How many 8-bit binary numbers have a 1 as the first bit, or third bit, or both?

Question

I tried doing C(8,1) for when 1 is the first bit, and third bit, and C(8,2) when it's both and multiplying them but I didn't get the right answer.

Answer 1

$C(8,1)$ is the number of 8-bit binary numbers with exactly one 1, and $C(8,2)$ is the number of binary numbers with exactly two $1$'s. I don't think that's what you want to count.

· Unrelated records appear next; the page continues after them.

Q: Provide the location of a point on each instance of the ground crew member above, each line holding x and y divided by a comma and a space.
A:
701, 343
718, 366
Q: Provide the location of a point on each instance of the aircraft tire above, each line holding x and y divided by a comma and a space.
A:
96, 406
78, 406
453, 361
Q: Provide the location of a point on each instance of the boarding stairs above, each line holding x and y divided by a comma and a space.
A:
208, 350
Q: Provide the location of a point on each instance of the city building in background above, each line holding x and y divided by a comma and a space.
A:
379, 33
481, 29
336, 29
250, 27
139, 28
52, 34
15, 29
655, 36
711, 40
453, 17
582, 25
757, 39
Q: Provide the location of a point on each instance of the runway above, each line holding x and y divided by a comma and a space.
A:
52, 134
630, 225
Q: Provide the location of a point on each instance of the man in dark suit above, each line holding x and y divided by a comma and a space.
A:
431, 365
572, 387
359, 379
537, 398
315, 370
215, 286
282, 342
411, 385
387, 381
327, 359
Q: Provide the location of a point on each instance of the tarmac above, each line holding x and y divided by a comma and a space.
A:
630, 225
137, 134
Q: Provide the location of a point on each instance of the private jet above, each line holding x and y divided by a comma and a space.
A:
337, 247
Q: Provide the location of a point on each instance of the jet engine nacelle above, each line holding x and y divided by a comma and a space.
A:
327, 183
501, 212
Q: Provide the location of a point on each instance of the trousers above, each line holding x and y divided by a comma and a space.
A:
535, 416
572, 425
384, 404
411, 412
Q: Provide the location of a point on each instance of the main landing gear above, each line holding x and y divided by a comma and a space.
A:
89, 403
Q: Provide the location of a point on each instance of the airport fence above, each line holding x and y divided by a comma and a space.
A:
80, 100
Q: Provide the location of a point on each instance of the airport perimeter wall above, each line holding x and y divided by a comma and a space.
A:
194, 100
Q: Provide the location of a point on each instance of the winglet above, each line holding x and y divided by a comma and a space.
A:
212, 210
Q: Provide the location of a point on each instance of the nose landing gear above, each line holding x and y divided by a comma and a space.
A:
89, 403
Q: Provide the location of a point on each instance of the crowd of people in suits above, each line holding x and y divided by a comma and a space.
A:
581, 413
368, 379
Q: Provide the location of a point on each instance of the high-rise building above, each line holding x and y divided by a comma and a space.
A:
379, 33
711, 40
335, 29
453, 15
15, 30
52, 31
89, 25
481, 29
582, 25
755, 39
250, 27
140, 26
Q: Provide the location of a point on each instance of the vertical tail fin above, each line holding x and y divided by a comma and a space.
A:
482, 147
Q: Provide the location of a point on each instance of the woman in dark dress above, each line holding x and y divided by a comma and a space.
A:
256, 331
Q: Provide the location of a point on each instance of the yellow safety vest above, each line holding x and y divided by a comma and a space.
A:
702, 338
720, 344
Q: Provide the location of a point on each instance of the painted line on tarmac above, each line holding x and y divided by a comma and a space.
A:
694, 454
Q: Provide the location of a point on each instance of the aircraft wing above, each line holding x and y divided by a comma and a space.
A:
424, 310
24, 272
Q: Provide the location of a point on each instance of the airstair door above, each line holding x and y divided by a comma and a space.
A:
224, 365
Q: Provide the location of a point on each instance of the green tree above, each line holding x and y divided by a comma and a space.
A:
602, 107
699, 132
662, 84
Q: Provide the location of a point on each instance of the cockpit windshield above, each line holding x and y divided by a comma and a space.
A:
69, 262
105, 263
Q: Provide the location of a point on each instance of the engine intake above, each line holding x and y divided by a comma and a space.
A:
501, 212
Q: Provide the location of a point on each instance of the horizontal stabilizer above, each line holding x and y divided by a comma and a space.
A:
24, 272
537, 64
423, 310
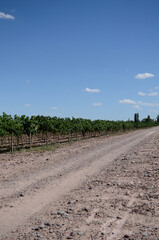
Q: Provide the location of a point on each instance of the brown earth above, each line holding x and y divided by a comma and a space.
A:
101, 188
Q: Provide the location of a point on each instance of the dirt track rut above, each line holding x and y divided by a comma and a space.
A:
31, 182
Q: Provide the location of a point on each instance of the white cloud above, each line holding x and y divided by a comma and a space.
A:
92, 90
138, 103
144, 75
97, 104
6, 16
153, 94
137, 107
27, 105
127, 101
141, 93
148, 104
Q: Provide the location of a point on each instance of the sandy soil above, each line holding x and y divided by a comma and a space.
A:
101, 188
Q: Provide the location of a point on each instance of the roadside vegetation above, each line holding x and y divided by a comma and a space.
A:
27, 132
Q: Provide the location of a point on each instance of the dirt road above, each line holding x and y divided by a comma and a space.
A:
101, 188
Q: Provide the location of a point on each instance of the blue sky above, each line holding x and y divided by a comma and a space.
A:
96, 59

Hint: How would you most easily describe a number which doesn't fulfill that criterion? How many such numbers are there? And how many 8-bit binary numbers are there in total?

Answer 2

There are total $2^8$=256 8 bit binary numbers.
You want those having 1 at $1^{st}$ or $3^{rd}$ bit.
So, go for those who do not have; i.e. numbers having 0 at their $1^{st}$ and $3^{rd}$ bit

Fix them as 0, and fill remaining 6 bits in either of 0 and 1
There are $$2\cdot2\cdot2\cdot2\cdot2\cdot2=2^6=64$$ 64 numbers do not have 1 at $1^{st}$ and $3^{rd}$ bit.
So, total-not having 1= those having 1

$$256-64=192$$ is your answer

You can also go for counting individually numbers having 1 at $1^{st}$ (0 at $3^{rd}$), 1 at $3^{rd}$ bit (0 at $1^{st}$), and 1 at both $1^{st}$ and $3^{rd}$ bit, and adding all. (Try!)